The interim measure rolls out next week, with a chain operation to execute the blocks going live on Tuesday, May 26th.

The Four Criteria

Const flagged the targets clearly. A subnet is in scope if it falls under any of the following:

  • Long-term 100% burns with no team plan to bring the subnet online.
  • Active self-mining, i.e., subnets with no code that use stake weight to pass emissions to their own keys.
  • Dead, abandoned, or “unclaimed” subnets that have never announced themselves.
  • TaoFlow exploiters, such as SN104, which show little to no chain activity from the broader network.

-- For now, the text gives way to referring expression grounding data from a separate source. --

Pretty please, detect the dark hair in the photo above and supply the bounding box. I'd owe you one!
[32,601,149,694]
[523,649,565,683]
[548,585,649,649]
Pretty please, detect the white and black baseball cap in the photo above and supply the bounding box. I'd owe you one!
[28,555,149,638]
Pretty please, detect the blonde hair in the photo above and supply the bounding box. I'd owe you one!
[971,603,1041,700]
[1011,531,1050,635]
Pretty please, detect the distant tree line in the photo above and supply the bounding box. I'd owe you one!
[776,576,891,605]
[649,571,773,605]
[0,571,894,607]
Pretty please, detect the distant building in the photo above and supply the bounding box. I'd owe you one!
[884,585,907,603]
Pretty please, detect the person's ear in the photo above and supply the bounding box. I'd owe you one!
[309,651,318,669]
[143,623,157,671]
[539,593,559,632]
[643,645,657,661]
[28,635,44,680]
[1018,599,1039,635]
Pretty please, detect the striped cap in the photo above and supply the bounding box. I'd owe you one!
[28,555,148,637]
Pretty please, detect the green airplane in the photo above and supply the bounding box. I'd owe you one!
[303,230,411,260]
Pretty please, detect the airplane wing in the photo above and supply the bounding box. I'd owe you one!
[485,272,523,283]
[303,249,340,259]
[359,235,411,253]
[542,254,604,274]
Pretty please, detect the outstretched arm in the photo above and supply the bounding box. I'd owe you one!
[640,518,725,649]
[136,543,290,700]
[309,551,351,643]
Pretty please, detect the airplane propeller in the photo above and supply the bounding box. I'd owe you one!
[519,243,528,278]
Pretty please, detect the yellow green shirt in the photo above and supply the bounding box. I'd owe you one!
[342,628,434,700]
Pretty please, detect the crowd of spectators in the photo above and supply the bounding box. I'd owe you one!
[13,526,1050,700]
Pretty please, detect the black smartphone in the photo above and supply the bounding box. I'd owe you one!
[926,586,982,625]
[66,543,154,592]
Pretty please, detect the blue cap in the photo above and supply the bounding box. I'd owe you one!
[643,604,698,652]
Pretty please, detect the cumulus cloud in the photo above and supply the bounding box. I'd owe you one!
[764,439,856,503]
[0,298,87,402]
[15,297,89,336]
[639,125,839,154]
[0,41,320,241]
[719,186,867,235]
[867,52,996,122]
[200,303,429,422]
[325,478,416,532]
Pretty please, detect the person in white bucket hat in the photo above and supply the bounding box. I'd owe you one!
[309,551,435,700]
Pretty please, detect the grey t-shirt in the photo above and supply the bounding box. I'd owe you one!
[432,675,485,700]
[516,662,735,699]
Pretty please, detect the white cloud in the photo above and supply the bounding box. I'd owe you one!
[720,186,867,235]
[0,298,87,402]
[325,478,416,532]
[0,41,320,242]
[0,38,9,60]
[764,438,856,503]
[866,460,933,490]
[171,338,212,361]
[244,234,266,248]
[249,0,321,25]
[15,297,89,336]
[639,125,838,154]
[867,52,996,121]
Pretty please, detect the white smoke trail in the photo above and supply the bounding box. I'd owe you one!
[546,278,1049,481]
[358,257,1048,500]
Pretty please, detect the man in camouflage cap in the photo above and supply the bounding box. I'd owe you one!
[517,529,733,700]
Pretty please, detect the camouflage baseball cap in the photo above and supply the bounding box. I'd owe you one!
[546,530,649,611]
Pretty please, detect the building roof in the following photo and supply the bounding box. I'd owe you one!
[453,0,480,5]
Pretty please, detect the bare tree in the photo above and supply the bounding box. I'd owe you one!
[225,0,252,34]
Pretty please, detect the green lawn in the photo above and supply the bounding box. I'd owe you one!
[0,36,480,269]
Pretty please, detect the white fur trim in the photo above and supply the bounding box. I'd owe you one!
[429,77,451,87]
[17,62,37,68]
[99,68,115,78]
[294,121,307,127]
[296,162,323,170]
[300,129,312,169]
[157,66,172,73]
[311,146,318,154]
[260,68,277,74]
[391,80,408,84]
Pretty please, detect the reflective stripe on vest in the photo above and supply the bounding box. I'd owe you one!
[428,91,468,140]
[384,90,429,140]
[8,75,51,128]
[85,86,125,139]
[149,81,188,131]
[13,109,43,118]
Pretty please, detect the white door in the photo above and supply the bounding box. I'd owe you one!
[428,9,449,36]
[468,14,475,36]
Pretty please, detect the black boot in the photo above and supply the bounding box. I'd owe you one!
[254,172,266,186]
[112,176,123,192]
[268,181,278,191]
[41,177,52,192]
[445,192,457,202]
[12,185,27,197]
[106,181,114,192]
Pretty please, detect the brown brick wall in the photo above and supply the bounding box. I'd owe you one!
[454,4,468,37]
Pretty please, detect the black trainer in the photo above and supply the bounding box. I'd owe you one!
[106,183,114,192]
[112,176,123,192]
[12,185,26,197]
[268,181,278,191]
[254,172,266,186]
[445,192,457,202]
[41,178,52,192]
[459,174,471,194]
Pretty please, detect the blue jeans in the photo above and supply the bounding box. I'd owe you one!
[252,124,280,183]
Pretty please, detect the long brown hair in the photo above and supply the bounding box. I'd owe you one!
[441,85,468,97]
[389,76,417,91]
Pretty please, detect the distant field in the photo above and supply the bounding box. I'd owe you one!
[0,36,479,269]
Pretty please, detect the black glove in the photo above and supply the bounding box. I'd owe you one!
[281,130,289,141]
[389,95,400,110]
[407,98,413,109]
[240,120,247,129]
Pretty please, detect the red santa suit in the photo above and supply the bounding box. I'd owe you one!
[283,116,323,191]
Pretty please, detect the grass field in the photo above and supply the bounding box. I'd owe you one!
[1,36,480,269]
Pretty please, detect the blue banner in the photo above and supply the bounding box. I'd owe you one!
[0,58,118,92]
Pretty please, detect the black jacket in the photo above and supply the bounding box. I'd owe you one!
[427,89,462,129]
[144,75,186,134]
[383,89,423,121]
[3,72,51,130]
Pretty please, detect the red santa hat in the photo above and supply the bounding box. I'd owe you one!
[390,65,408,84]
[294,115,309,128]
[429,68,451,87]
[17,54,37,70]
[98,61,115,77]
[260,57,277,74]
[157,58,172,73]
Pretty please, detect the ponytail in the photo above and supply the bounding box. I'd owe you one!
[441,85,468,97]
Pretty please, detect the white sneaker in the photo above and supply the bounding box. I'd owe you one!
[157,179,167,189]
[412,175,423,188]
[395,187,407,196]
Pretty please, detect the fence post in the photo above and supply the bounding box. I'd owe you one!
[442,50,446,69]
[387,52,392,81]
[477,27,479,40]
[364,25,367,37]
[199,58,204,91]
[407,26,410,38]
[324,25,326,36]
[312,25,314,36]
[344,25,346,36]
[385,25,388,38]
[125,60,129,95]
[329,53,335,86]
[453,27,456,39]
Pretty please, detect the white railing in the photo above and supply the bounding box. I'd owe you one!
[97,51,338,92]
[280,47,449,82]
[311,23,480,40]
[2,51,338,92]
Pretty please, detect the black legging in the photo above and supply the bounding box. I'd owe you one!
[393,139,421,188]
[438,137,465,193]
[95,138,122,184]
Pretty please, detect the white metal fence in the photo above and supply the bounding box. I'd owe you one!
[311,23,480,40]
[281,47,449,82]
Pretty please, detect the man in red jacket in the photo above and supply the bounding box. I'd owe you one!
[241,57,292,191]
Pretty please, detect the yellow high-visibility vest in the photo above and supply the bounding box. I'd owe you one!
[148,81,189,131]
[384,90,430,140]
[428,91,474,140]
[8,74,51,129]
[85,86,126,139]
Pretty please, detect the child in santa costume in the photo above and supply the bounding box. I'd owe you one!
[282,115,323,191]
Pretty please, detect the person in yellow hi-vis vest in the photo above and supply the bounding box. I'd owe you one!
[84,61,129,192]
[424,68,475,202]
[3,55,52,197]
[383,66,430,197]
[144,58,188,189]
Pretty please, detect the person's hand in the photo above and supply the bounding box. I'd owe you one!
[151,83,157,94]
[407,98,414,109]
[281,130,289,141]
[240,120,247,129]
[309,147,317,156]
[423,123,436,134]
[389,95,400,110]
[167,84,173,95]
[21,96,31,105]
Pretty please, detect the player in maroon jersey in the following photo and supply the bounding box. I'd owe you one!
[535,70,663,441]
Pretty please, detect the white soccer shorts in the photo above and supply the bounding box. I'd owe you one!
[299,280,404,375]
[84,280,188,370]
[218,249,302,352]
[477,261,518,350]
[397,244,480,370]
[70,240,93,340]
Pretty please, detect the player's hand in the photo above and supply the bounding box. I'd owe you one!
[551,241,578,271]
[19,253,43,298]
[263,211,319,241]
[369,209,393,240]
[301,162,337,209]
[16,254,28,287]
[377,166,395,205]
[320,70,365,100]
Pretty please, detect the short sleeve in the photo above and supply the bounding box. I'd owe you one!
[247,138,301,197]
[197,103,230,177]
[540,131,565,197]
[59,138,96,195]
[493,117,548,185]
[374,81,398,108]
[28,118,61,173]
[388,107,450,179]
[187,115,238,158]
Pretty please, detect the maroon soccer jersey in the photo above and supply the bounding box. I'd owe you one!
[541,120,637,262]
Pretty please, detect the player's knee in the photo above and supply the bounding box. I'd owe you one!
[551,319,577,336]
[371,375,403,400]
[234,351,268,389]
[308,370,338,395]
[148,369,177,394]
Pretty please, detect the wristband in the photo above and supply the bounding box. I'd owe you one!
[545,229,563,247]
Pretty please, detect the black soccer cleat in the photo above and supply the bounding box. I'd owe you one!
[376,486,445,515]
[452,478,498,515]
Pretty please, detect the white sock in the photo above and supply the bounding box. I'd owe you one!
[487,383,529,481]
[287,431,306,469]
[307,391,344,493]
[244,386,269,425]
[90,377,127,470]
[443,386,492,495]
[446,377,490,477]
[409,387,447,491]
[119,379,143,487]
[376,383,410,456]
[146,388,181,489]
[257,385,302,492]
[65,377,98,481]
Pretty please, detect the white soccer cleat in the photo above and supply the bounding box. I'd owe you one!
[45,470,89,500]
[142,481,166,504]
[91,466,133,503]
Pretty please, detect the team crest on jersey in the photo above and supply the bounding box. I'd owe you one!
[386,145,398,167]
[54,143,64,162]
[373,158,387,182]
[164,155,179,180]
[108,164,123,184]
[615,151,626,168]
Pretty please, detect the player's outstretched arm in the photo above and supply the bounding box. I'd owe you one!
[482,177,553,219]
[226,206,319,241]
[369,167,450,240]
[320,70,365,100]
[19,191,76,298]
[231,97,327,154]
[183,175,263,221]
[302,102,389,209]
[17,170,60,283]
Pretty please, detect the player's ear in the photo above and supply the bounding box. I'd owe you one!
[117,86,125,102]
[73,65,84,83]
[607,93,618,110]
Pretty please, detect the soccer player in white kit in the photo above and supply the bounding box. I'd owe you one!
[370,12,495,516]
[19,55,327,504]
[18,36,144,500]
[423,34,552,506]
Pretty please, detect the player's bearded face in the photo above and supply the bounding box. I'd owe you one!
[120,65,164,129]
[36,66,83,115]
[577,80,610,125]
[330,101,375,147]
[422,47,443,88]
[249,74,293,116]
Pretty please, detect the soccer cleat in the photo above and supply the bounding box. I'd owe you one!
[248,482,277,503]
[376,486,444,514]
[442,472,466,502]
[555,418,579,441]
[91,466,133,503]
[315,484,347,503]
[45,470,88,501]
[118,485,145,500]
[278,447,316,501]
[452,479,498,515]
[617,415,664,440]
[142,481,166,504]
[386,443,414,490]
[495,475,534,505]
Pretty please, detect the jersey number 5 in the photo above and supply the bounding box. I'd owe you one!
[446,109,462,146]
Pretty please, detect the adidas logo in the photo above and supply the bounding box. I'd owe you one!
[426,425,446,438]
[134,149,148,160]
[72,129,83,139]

Each call will be made on a case-by-case basis.

Why It’s Temporary

Const was upfront that this is not the long-term plan. The interim mechanism is a stopgap until the protocol-level upgrades already on the roadmap can take over the job organically:

  • Conviction, the token-locking takeover mechanism launching Tuesday
  • Shorting and longing, rolling out gradually through the year via Yuma
  • The full decentralized governance system arriving this summer

Once those are live, subnet owners and proposers can disable emissions on abusive subnets through governance rather than a top-down chain operation.

For the deeper context on how Conviction, chain governance, slashing, and TaoFlow V2 fit together, see our earlier piece on Bittensor’s most aggressive governance roadmap yet.

The Takehome

Const believes there’s a broad community consensus that this needs to happen, and that redirecting emissions away from extractive subnets will push more value toward teams actually building great stuff.

We will cover more updates as they arise.